My love for good storytelling began when I learned that the funny black marks on the slips of tree were actually gateways into a nigh-infinite variety of alternate worlds. Years later, before graduating from college seminary, my classmates & I were charged with writing and later presenting a research paper. By luck and no small amount of conniving, I was able to pick as my focus Catholicism & Tolkien’s Lord of the Rings. The most fun I’ve ever had researching anything. But I discovered in Tolkien’s musings the treasure that is his article On Fairy Stories. It is the standard by which I have judged every work of fiction I have encountered since.
The reason for this is fairly straightforward.
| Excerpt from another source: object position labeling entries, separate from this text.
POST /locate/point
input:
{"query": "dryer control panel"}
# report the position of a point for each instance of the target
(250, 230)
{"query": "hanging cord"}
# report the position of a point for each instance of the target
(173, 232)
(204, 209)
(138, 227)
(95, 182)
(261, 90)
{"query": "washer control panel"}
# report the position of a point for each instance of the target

Tolkien suggests that a good fairy-story (which I expand to any work of fiction) holds a higher role than simple entertainment, escapism. He says:
It is the mark of a good fairy-story, of the higher or more complete kind, that however wild its events, however fantastic or terrible the adventures, it can give to child or man that hears it, when the “turn” comes, a catch of the breath, a beat and lifting of the heart, near to (or indeed accompanied by) tears, as keen as that given by any form of literary art, and having a peculiar quality.
. . . .
In such stories when the sudden “turn” comes we get a piercing glimpse of joy, and heart’s desire, that for a moment passes outside the frame, rends indeed the very web of story, and lets a gleam come through.
We all have the desire to not only glimpse joy and our hearts desire, but to possess it completely and be possessed by it entirely. ….But we know all too well not just how broken the world is, but how broken we are – and not just kinda. Left to our own devices, its not too hard to see how we’d head off to our own ruin. We know just how bad we are.
And this is where we’d be if it weren’t for Christ. Lost.
The eucatastrophe of our human story is our salvation. Through Christ’s passion, death and resurrection, we can enter into the family of the Trinity. Through our baptism we are offered adoption. Through confirmation, reconciliation and the Eucharist, we are purified and strengthened in order to be perfect. The season of Lent gives us a chance to take advantage of these gifts in a new way. Perhaps in ways that we haven’t, or wouldn’t pursue otherwise.
We may be broken, but we can still be good. Our stories of how to be good point us to our highest Good: Christ. And His story, which we prepare to celebrate at Easter, makes it possible for us to find our true family too.
Who wouldn’t get excited – and maybe even a little teary-eyed - at that prospect?
May your Lent continue to be blessed.